Les pôles urbains denses et la zone industrielle de Fos/Berre restent les zones de plus forte exposition de la population à la pollution en général. Cependant, sous l’effet des vents, la pollution photochimique touche également des parties du territoire de la région PACA qui sont peu génératrices de polluants. Ainsi, 66% de la population de la région habite dans une zone qui a dépassé le Valeur Cible Européenne pour la protection de la santé entre 2013 et 2015.
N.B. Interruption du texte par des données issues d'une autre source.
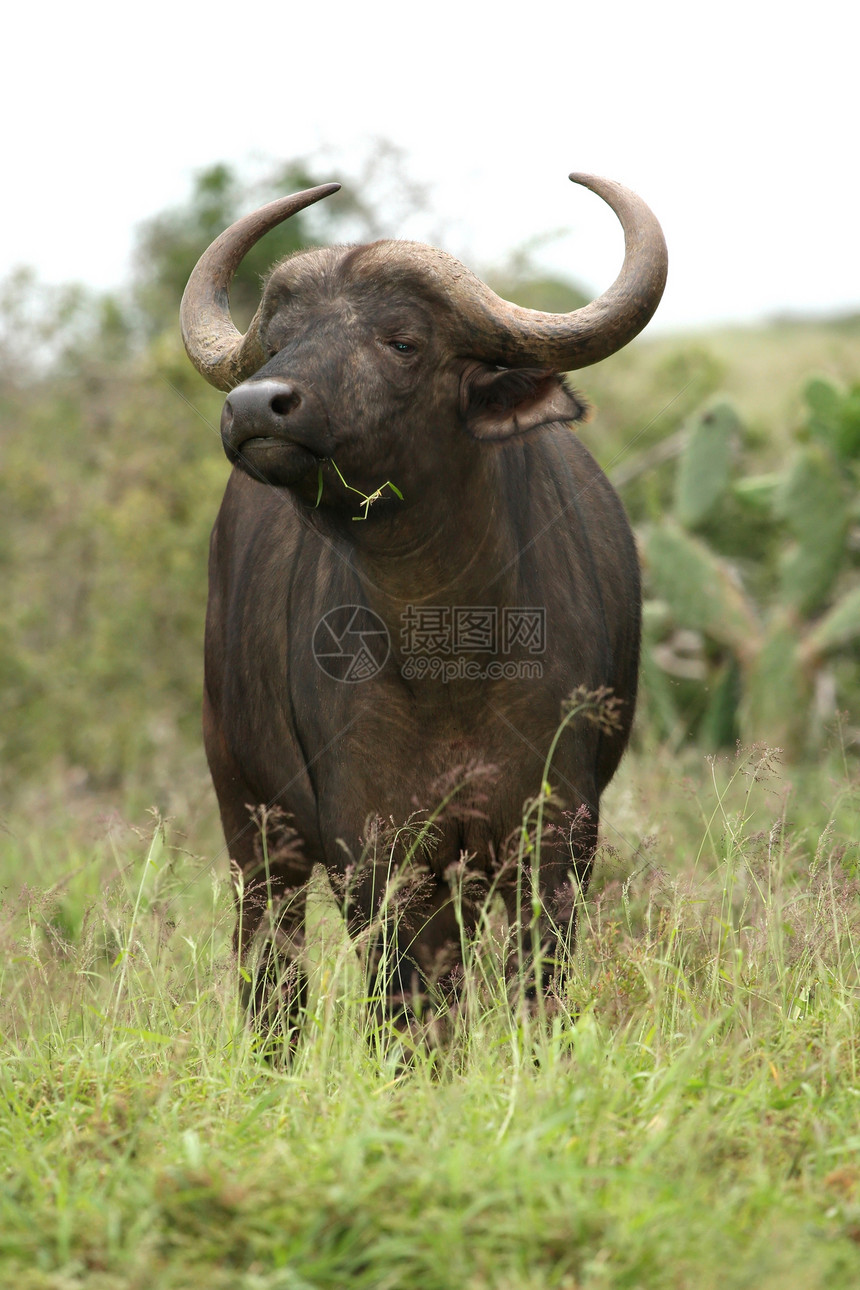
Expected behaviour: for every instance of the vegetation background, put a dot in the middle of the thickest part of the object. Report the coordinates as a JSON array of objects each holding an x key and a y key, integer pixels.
[{"x": 689, "y": 1116}]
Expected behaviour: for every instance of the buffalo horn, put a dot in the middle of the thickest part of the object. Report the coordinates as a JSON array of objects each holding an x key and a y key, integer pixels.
[{"x": 218, "y": 351}]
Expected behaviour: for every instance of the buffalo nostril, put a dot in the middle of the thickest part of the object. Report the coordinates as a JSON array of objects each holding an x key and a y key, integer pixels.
[{"x": 284, "y": 403}]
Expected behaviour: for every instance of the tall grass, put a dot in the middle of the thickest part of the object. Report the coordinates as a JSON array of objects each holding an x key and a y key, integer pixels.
[{"x": 685, "y": 1112}]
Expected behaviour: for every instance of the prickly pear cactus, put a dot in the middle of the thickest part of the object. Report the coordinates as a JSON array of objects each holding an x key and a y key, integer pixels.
[
  {"x": 814, "y": 503},
  {"x": 705, "y": 465}
]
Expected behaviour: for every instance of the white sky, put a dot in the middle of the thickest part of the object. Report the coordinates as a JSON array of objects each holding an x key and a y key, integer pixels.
[{"x": 738, "y": 121}]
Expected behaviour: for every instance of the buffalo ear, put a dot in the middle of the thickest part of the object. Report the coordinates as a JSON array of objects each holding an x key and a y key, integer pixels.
[{"x": 497, "y": 403}]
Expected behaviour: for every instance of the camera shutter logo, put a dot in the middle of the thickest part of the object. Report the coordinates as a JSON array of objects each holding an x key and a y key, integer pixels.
[{"x": 351, "y": 644}]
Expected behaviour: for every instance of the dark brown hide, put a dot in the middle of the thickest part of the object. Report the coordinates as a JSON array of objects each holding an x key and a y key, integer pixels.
[{"x": 373, "y": 374}]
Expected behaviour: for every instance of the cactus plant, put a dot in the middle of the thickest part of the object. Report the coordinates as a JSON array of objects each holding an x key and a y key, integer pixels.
[{"x": 726, "y": 654}]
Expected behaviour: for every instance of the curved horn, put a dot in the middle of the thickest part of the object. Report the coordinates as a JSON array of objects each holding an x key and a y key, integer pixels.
[
  {"x": 218, "y": 351},
  {"x": 515, "y": 336}
]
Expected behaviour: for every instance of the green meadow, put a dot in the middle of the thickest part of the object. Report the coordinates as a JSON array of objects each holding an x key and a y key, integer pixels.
[{"x": 685, "y": 1112}]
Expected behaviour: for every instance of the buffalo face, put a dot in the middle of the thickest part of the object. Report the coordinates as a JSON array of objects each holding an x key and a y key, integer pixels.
[{"x": 366, "y": 386}]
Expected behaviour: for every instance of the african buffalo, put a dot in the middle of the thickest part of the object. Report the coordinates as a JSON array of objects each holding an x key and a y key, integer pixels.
[{"x": 414, "y": 565}]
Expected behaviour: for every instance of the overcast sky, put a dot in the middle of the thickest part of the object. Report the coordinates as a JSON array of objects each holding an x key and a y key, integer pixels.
[{"x": 738, "y": 123}]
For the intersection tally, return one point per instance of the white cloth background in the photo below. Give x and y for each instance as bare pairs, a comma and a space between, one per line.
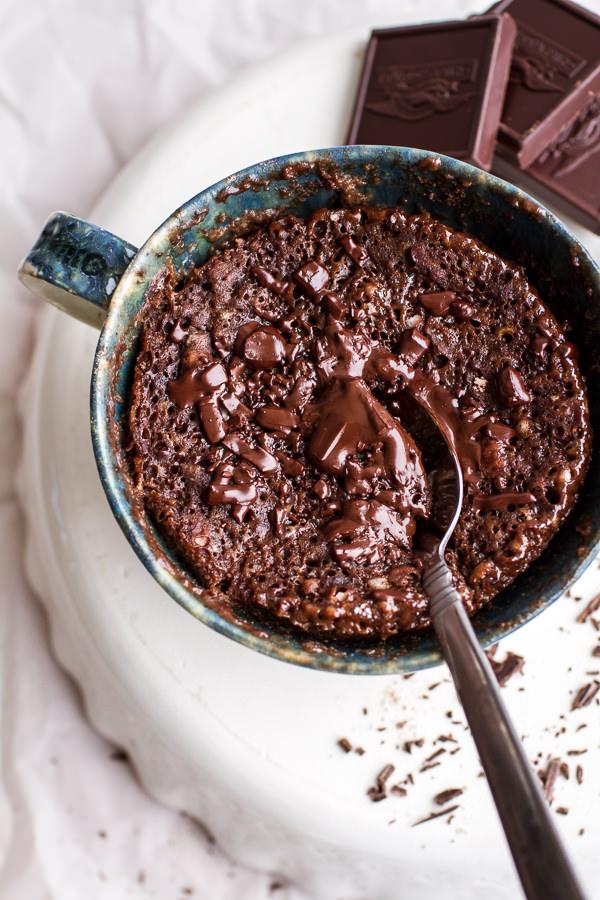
82, 86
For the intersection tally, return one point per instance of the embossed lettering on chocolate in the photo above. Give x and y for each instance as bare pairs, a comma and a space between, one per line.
274, 445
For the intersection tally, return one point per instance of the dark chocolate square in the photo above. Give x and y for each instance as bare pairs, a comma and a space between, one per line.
437, 87
567, 172
556, 58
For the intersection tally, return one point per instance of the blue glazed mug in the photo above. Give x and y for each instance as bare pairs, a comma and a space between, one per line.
102, 280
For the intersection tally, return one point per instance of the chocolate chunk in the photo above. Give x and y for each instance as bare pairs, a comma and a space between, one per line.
511, 387
438, 303
462, 310
178, 332
487, 502
555, 66
333, 305
213, 377
263, 348
265, 279
212, 420
312, 278
499, 432
413, 345
354, 250
438, 86
264, 461
230, 493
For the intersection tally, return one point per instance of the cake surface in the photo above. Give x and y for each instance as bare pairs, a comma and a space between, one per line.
274, 440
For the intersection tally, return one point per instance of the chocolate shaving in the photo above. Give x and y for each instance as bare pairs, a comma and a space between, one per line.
398, 790
436, 754
549, 777
442, 812
509, 666
592, 607
585, 695
378, 791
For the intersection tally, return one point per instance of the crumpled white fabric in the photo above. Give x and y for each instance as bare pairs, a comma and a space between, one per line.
83, 85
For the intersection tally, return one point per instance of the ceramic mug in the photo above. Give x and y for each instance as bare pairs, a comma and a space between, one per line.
102, 280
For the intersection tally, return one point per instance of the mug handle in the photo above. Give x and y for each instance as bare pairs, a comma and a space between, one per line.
76, 266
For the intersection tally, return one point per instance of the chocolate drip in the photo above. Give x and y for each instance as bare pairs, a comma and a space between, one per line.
502, 501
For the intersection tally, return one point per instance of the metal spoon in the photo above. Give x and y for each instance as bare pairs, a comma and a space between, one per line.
540, 858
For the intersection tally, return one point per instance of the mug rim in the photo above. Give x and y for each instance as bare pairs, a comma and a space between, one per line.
155, 555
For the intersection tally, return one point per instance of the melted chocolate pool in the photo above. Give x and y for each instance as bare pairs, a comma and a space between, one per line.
275, 443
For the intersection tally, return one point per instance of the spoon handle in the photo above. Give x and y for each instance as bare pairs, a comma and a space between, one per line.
538, 853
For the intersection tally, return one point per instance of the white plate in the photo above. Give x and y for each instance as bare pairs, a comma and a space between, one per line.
244, 743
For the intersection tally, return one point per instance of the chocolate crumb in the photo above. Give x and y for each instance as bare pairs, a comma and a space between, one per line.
119, 755
592, 606
436, 815
585, 695
446, 796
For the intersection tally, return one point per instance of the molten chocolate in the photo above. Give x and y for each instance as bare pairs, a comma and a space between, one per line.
276, 441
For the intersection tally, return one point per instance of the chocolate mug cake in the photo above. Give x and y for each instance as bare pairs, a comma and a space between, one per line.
273, 440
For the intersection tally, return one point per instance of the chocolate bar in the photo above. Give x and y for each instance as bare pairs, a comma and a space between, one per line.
438, 87
556, 64
567, 172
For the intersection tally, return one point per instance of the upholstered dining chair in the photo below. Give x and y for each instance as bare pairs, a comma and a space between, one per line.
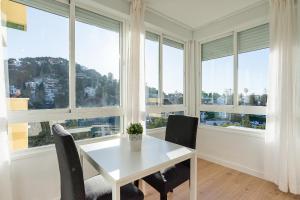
73, 186
181, 130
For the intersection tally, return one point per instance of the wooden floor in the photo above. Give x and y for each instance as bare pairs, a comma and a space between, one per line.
216, 182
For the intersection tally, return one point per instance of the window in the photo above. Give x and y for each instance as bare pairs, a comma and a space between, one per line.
253, 51
98, 60
152, 68
164, 74
37, 58
217, 72
158, 120
34, 134
231, 120
234, 93
45, 88
173, 71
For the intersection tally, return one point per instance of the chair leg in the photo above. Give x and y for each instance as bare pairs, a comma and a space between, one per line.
163, 196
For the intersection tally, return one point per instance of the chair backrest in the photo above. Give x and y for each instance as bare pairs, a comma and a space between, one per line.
182, 130
71, 175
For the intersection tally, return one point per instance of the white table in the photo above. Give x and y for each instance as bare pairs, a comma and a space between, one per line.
114, 160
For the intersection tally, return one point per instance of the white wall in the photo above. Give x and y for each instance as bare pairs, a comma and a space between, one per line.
255, 14
36, 176
231, 148
240, 150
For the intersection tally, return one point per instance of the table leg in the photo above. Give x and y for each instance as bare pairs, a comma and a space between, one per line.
193, 178
116, 192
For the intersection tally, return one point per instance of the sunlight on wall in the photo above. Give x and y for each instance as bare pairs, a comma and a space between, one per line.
16, 14
18, 132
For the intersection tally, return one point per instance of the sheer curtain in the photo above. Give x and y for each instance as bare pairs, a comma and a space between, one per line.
282, 139
136, 77
5, 179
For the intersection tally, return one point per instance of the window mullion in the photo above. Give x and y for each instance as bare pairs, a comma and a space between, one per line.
160, 71
72, 63
235, 71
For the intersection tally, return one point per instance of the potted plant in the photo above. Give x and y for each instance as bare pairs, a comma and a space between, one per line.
135, 131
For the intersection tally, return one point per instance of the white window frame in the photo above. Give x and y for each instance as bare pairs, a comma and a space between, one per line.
71, 112
161, 108
235, 108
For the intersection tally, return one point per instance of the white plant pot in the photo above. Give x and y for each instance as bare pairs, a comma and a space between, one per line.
135, 142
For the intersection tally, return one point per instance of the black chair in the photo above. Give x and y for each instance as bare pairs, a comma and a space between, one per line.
181, 130
73, 187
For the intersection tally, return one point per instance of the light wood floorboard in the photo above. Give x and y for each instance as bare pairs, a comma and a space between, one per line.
216, 182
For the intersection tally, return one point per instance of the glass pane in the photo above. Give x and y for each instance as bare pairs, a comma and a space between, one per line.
158, 120
28, 135
217, 81
231, 120
37, 58
252, 77
152, 71
173, 73
97, 66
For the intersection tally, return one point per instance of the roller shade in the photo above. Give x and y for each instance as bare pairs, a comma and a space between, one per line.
51, 6
97, 20
152, 36
172, 43
218, 48
253, 39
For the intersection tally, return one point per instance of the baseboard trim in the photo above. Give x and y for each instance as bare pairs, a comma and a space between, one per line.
232, 165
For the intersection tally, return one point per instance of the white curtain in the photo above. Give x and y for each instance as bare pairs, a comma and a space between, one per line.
282, 140
136, 76
5, 178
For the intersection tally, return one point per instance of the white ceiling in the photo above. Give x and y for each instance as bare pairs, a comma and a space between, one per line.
196, 13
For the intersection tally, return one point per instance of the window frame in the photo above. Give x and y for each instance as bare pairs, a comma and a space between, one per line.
73, 112
235, 108
161, 108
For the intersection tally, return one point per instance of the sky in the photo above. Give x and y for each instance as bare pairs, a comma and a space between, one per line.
252, 73
173, 67
96, 48
48, 35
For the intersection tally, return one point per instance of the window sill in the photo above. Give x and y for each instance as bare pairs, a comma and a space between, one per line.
155, 131
37, 151
235, 130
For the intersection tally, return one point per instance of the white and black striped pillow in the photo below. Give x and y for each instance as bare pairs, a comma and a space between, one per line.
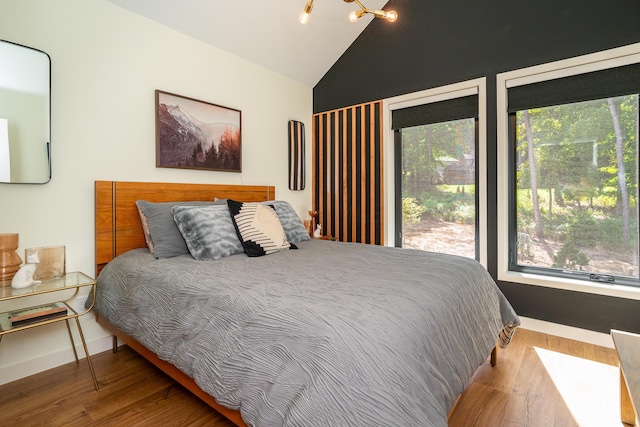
258, 228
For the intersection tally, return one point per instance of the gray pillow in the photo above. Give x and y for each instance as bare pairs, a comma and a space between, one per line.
164, 239
208, 231
291, 222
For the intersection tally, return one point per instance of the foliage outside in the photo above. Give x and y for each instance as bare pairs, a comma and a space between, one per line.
576, 185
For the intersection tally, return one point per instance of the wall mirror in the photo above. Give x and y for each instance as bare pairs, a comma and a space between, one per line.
25, 115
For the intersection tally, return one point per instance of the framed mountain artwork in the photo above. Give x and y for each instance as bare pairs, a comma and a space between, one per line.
194, 134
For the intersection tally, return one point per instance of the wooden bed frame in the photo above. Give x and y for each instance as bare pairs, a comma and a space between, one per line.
118, 229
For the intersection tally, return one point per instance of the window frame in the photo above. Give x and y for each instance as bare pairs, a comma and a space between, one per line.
574, 66
442, 93
398, 150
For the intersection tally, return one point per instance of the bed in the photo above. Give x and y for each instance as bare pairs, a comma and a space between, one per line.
328, 333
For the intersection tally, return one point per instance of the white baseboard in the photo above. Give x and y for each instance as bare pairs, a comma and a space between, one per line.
578, 334
52, 360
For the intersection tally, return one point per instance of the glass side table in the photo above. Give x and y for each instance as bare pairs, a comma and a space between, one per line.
63, 289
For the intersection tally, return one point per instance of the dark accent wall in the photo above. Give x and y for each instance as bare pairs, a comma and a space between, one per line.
439, 42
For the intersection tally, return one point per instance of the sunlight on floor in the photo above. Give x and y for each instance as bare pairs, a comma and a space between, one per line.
589, 389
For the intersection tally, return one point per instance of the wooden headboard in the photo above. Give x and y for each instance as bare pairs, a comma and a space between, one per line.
117, 222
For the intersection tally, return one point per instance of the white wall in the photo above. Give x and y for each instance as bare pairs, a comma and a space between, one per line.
106, 64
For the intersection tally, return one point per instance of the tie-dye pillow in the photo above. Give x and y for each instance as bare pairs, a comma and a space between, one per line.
208, 231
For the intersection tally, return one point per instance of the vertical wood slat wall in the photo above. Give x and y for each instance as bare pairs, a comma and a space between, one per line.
347, 160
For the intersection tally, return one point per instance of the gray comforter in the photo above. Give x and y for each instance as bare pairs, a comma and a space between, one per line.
331, 334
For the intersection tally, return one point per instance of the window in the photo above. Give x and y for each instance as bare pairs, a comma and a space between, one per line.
569, 191
437, 187
436, 197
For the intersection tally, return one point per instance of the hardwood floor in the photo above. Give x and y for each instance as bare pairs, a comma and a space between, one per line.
540, 380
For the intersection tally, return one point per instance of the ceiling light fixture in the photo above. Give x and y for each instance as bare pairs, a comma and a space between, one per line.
304, 16
390, 15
L’ozone peut être à l’origine des problèmes respiratoires et entraîner une mortalité prématurée. De plus, l’ozone est un gaz à effet de serre contribuant au réchauffement de l’atmosphère.

L'ozone, un gaz formé à partir d’autres polluants

Au niveau du sol, l’ozone n’est pas directement émis dans l’atmosphère, mais résulte de réactions photochimiques (sous l’effet des rayonnements solaires) des gaz précurseurs : oxydes d’azote (NOx) et composés organiques volatils non méthaniques (COVNM).

L’ozone n’est pas le seul polluant issu de la photochimie, même s’il en est le principal traceur. D’autres composés se forment en même temps que lui, comme les aérosols organiques secondaires (AOS) ou le péroxy-acétyl-nitrate (PAN).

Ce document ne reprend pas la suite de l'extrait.